Ways Of Heaven: An Introduction To Chinese Thought


I begin to see why my wife criticizes my photography

Though not stated openly, Sterckx, for the majority of the book, sets Chinese thought as a sort of rivalry between Confucianism and Mohism. You can easily see a bias towards the former, though he is not unkind towards the latter (Legalism, however, receives only a lukewarm defense).

He takes a topic and writes about the Confucian view and then (usually) Mozi’s view, with sprinklings of Legalistic and Daoist views (Buddhism doesn’t come up in detail until 3/4 of the way through the book).

Though he talks about Chinese philosophy, he is not really writing a book about Chinese philosophy. I struggled to best explain what he is doing and I settled on calling it ‘intellectual history of the elites.’ It was fascinating read and I love that he has some a long section with additional suggested reading, but it still felt just a little thin. For a thick tome, it was strangely shallow.

Shakespeare In Quarantine


This weekend would normally be the Shakespeare birthday celebration at the Folger. But, you know. Pandemic.

Tomorrow is his actual birthday, but it just makes me sad. I just don’t miss that celebration. And now. Ugh.

The things I miss. Museums, libraries, bookstores.

Tek Vengeance


I got back and forth on these Tek novels (inexplicable, save for my deep love of William Shatner, who didn’t actually write these novels). Today, I’m feeling generous towards the compulsive storytelling and decent chemistry between the middle aged, but still vigorous and athletic, Jake Cardigan, and his partner in the future world of private eyes, Sid Gomez.

What I am not down for is the revelation that Jake’s girlfriend (who he cheated on with her college friend in the last volume; did we forget that? because I didn’t forget that), is twenty-seven years old to his forty-nine. And they’ve been together for at least a year. Icky.

Letter Of Henry St. John, Viscount Bolingbroke, To Alexander Pope


If this was not so clear in the previous letter I read, Bolingbroke has studied his s—t. He has named dropped in such a way that it’s clear he’s read them well Bacon, Descartes, and Leibniz.

My understanding is that Pope turned to Bolingbroke for philosophical counsel when writing his great Essay on Man. But no one has ever accused that poem of having more than moderate philosophical value (but great poetic value). Neither does Pope’s friend, whose philosophy seems to be, at its heart, Baconian, mixed with a dose of anti-clericalism (though knowing what I know, I expect that Anglican ministers are exempt from his rhetorically flourishing vitriol). He gets in a jab at Leibniz (which he spells Leibnitz):

Leibnitz, one of the vainest and most chimerical men that ever got a name in philosophy, and who is often so unintelligible that no man ought to believe he understood himself…
Good stuff, eh?

Letter Of Henry St. John, First Viscount Bolingbroke, To Sir William Windham


Various causes have made me want to read eighteenth century English political philosophy and other causes have made it less easy than you might suppose.
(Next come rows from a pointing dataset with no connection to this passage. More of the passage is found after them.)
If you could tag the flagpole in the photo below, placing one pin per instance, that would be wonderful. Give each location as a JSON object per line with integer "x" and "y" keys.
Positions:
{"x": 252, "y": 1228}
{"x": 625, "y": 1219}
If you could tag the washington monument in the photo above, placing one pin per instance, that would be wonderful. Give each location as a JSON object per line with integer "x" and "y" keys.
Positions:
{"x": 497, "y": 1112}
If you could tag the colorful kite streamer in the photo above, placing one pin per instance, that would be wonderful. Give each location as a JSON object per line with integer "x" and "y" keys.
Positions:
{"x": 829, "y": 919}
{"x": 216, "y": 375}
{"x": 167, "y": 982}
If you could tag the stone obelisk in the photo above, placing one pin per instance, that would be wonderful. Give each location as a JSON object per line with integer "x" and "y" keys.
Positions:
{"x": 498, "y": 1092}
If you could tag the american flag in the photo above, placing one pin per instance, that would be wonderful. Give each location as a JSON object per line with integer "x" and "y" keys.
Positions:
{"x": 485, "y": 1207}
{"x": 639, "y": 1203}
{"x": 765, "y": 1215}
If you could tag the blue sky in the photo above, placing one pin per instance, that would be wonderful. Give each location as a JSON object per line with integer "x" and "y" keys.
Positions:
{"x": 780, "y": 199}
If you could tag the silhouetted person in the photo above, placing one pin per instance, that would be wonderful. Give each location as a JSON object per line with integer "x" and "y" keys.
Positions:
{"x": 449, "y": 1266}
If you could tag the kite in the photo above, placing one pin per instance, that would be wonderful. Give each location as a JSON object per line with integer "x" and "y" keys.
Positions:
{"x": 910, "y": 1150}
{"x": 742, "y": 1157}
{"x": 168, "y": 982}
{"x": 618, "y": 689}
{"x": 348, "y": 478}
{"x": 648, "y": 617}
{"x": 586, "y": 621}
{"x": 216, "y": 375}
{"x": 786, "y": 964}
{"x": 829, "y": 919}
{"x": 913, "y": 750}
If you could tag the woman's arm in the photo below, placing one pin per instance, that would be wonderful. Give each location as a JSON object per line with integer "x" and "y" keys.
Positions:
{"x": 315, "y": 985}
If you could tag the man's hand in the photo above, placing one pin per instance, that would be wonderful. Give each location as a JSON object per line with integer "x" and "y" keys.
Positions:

But this letter I found, and though I would have rather been introduced to Bolingbroke by other works, beggars can’t be choosers, especially in a pandemic and facing the uncertain financial consequences thereof.

This letter is not political philosophy, except that his constant appeal to party (he was a Tory) is a useful thing to keep in mind. Party loyalty, above all, seems to be his excuse. Excuse for what? Siding with the Pretender and supporting to Scottish rebellion of 1715 against George I.

If it is not philosophy it is a fascinating, if presumably biased and unreliable, history of a period I am not well versed on. He wrote the letter in an attempt to win allies who might secure his pardon, which is why he frames his support for a so-called pretender to the crown in terms of service to the Tories. It all sounds pretty weird these days. And perhaps scary as we see one party maintain mostly blind loyalty to a mostly willfully blind and cruel leader.

Oh… and he ends the whole thing with an aside that basically comes down, you can’t trust Catholics, even good ones, because Popery will always lead them astray.

Reading ‘The Lion, The Witch, And The Wardrobe’ To My Daughter


I would call it quarantine reading but we would have done it anyways. Having finished The Hobbit, an intro to Narnia seemed the next, logical step.

Now, she did not like The Lion, The Witch, and The Wardrobe half so much as The Hobbit, but that’s fair. Lewis, as a fantasist, is not half so good as Tolkien.

But I have come to deeply appreciate Lewis, overall, in recent years, and I was glad to introduce my daughter to him. We have put Prince Caspian on hold at the library, but what I really want to read to her is The Horse and His Boy, which, as a child, I might have read even more times than Wardrobe. It is, so far as I can tell, not highly respected, but I found it to be a lovely and beautiful self contained adventure.

Happy Birthday, William Wordsworth


It’s William Wordsworth’s 250th birthday. My favorite poet and here is a link my favorite poem by him: The Recluse.

I am nearly alone in loving his longer poems, I fear, but maybe you’ll still like it.

It’s also my father’s birthday. He is considerably younger.